Hi,

I'm using Boost.ASIO, not for networking, but simply to parallelize work items,
with a simple graph of "processing nodes" as detailed below. It's working fine,
but uses too much memory. I'd like insights on limiting memory use via "throttling",
or what I've also seen called "back-pressure".

At a high level, I process two files (A and B) composed of several "entries" each,
extracting a subset or a transformation of those entries, that I then write into an output file (C).
(those 3 files reach into the many GBs, thus the need for parallelism, and limiting memory use).

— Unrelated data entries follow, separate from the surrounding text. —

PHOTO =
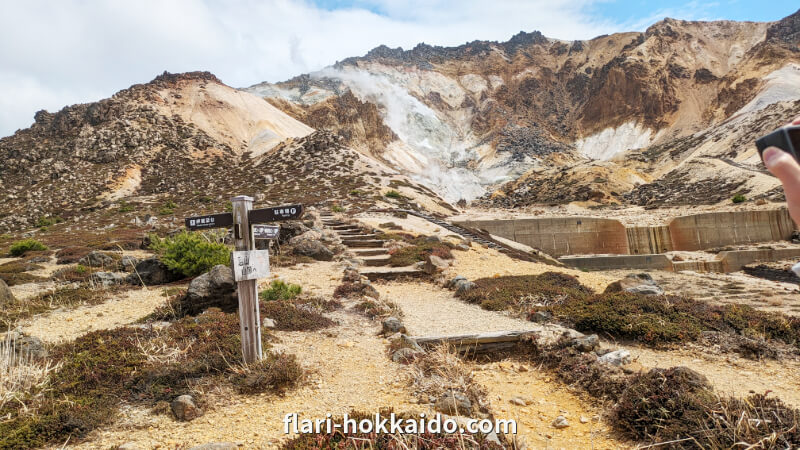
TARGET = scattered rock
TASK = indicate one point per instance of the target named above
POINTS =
(6, 296)
(519, 401)
(405, 355)
(128, 263)
(454, 403)
(216, 446)
(392, 325)
(640, 283)
(616, 358)
(541, 316)
(184, 408)
(560, 422)
(151, 272)
(312, 248)
(213, 288)
(107, 279)
(586, 343)
(96, 259)
(434, 264)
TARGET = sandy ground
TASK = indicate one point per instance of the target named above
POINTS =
(545, 400)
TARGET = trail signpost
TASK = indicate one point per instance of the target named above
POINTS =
(247, 263)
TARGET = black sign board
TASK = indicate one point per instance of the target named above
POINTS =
(276, 213)
(210, 221)
(266, 231)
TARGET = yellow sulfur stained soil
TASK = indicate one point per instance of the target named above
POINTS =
(545, 400)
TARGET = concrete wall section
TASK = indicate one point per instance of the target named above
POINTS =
(709, 230)
(561, 236)
(610, 262)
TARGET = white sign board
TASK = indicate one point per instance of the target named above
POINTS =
(250, 264)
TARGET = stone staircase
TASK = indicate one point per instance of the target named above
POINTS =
(368, 248)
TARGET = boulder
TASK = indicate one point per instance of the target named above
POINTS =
(215, 288)
(434, 264)
(107, 279)
(639, 283)
(586, 343)
(454, 403)
(184, 408)
(6, 296)
(128, 263)
(392, 325)
(313, 249)
(616, 358)
(405, 355)
(97, 259)
(151, 272)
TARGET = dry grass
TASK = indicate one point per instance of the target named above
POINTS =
(20, 375)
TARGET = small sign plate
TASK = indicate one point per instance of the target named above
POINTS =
(266, 231)
(276, 213)
(210, 221)
(250, 264)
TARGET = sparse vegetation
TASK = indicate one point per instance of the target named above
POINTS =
(19, 248)
(144, 366)
(280, 290)
(190, 253)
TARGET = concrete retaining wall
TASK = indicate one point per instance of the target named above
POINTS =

Extracting entries from A and B are independent operations, implemented single-threaded,
producing independent work items (for subsetting or transforming each item), A#1...A#n, and B#1..B#m.
That's the "fan-out" part, with each work-item (task) scheduled on any thread of the ASIO pool, since independent.

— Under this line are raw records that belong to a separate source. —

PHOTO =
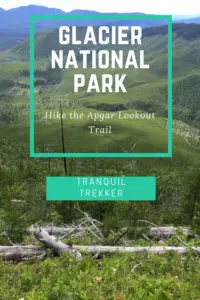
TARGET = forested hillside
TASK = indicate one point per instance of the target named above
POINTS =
(168, 268)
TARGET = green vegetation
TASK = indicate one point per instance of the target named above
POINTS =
(117, 277)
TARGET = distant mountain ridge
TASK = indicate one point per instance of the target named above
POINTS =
(14, 23)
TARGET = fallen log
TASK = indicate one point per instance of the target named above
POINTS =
(51, 242)
(154, 232)
(149, 249)
(158, 232)
(58, 230)
(18, 253)
(32, 251)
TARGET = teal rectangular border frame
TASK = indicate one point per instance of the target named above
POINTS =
(99, 17)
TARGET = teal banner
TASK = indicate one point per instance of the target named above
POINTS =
(101, 188)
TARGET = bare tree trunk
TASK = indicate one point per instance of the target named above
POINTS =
(51, 242)
(11, 252)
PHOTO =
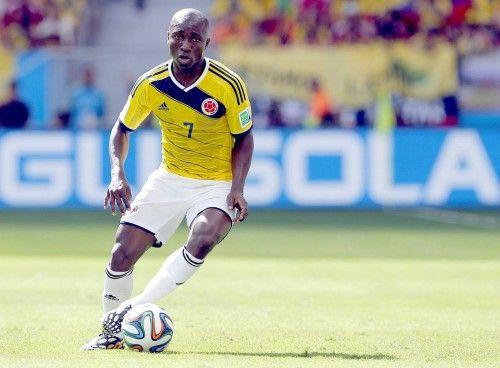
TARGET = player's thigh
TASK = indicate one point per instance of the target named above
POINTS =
(131, 243)
(208, 229)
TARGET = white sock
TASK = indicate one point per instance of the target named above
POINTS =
(117, 288)
(176, 270)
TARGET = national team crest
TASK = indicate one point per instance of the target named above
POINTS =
(209, 106)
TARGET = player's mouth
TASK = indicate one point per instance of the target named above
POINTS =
(184, 58)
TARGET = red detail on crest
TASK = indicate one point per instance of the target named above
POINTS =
(209, 106)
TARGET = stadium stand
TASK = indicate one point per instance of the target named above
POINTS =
(34, 23)
(332, 22)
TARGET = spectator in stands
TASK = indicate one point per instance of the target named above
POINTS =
(321, 110)
(87, 104)
(14, 113)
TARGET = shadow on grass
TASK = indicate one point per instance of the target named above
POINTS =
(305, 354)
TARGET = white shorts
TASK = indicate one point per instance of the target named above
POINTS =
(166, 198)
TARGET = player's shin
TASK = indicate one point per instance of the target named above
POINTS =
(176, 270)
(117, 288)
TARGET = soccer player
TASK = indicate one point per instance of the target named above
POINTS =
(205, 119)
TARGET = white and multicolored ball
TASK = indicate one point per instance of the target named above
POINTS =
(147, 327)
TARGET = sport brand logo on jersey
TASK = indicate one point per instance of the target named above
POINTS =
(163, 106)
(209, 106)
(245, 117)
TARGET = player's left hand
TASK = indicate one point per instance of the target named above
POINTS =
(236, 200)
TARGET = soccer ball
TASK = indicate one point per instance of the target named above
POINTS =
(147, 327)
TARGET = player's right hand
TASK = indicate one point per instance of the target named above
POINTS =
(118, 195)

Writing to C is also single-threaded, and needs to "fan-in" the work posted by the A#n and B#m functors,
and I serialize that via posting to a C-specific strand (still on any thread, as long as serialized, doesn't matter).
Lets call all those tasks writing to C the C#n+m tasks, which are posted to the strand via the A#s and B#s.

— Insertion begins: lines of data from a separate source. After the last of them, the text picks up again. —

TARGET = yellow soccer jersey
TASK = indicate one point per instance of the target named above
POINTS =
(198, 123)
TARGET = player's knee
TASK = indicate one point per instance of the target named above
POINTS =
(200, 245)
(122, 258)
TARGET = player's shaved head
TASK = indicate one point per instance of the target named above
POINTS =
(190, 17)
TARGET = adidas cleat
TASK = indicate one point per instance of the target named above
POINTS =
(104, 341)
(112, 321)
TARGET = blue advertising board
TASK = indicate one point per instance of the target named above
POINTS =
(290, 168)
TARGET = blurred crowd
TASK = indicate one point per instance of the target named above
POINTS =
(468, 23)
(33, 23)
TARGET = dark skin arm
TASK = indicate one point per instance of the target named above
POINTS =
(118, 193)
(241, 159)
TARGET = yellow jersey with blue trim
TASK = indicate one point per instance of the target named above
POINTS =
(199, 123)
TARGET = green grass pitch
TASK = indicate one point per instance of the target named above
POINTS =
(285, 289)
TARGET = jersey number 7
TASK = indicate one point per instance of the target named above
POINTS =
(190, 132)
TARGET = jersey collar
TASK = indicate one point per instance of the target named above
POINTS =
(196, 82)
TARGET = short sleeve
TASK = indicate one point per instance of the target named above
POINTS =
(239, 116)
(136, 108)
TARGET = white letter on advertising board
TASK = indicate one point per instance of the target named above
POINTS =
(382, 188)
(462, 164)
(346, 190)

My issue is that Boost.Asio seems to schedule an awful lots of A# and B# tasks, before getting to the C# tasks,
which results in accumulating in memory too many C# tasks, and thus using too much memory.

I don't see a way to force more C "downstream" tasks to be scheduled, before processing so much A and B tasks,
and accumulating pending C tasks in the work queue, thus using too much memory again.

Could someone please recommend a way to have a more balanced flow of tasks in the graph?
Or alternative designs even, if what I do above is not ideal. Is Boost.Asio even suitable in this case?

Thanks, --DD